Jeneyeru took his turn to laugh. “And these are the odd-men you thought to bring to me? Ah, well-a-day, perhaps we may have a bit of fun with them yet – or at least I may. You have the pretty Mistress O’Tulvar. What is the roster so far, a pirate, an assassin, and now a thief? I may as well take on a mad eorman. I shall not be outdone in scandal by my own brother.”
“Two assassins,” Peino corrected Jeneyeru, “but I have no plans with regard to Mistress O’Tulvar.”(“Of course not,” said the wizard with a wink.) “Speaking of oddlings, why did you bring her in?”
“She awakened one of the cards by accident. The Arcana have her blood. It could be of help.”
That brought the shadow of trouble to Peino’s face again. “I see. Well, I shall leave you to your scrying. I must rest for the rigmarole tomorrow. Goodnight, Jeney.”
“Good night, Pei.”
At the door, Peino hesitated. “I thought I would never see those cards or their beasts again. What do you think happened at Isolla?”

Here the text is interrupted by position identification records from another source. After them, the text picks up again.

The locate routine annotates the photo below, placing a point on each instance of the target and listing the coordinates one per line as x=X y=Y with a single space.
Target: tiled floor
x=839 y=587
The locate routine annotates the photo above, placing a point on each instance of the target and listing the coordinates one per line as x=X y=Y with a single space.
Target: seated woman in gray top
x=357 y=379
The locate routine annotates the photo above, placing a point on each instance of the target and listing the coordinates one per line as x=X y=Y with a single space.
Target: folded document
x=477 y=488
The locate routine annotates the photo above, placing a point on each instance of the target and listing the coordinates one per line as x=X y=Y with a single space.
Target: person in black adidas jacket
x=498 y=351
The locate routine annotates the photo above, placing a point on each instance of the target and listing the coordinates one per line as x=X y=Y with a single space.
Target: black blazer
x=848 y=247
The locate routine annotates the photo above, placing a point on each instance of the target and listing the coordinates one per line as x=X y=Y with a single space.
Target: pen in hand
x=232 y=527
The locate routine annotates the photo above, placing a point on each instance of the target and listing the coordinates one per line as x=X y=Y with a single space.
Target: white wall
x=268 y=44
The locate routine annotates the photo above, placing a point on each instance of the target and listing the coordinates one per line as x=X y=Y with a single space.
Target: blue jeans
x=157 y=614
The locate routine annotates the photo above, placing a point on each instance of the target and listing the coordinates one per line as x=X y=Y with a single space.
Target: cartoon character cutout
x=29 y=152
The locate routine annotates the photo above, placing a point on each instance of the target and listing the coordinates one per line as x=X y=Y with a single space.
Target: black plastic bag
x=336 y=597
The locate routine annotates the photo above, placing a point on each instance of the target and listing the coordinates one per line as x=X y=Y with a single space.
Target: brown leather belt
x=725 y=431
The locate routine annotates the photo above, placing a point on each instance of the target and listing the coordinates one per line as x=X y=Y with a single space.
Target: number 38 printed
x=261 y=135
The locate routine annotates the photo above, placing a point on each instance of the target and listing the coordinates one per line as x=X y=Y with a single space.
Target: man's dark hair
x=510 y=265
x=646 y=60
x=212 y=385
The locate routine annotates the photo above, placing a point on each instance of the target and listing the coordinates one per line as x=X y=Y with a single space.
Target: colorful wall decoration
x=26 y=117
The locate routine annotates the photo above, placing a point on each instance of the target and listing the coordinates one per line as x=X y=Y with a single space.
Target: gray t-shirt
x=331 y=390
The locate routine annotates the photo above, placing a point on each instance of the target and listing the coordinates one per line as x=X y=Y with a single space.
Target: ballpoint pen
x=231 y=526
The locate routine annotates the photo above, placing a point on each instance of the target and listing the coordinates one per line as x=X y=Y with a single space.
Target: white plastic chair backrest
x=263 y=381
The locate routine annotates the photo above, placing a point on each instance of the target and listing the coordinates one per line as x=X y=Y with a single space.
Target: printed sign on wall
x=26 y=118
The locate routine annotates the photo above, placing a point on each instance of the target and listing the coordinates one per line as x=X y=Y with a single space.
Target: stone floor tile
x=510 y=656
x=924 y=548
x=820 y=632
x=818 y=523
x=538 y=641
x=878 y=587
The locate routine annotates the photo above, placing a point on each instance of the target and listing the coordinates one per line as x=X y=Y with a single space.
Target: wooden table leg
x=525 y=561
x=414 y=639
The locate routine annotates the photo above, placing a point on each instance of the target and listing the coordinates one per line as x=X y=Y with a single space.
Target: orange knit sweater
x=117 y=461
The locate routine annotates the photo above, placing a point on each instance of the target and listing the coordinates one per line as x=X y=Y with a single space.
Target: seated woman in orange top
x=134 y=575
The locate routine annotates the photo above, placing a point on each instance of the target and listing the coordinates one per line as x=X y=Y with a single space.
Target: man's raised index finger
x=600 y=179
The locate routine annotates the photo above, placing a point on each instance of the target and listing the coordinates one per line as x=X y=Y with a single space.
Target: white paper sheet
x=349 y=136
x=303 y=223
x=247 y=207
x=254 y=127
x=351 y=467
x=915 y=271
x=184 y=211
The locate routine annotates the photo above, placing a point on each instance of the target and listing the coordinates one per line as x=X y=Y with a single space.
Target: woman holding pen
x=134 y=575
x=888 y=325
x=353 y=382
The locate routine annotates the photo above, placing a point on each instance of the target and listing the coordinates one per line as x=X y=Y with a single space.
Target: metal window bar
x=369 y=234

Jeneyeru sighed. “I dare not imagine. Perhaps I underestimated the Beings, or else over-estimated the Masters.”
“You will go to Isolla.”
It was not a question, so Jeneyeru merely nodded.
“I will go with you.”
Jeneyeru nodded again.
The brothers parted, Peino going to his own chamber. As the stormy evening became night and the hours of the day’s fourth quarter slipped away to the rhythm of rain clattering against the windows, Lord Nightwise sat up, seeking wisdom in the smokey crystal of the Staff of Ghosts.
Lord Starhand sat up as well, writing the account of the day in his log book. They would go to Isolla, but who or what would follow with them – the Flying Eorman and his ship-load of miscreants and misfits, the storm-cursed son of the House of Ymuin, the chestnut-haired thief caught in a web of law and magic – that was uncertain to him. In his notes, he began to calculate the many possible contingencies.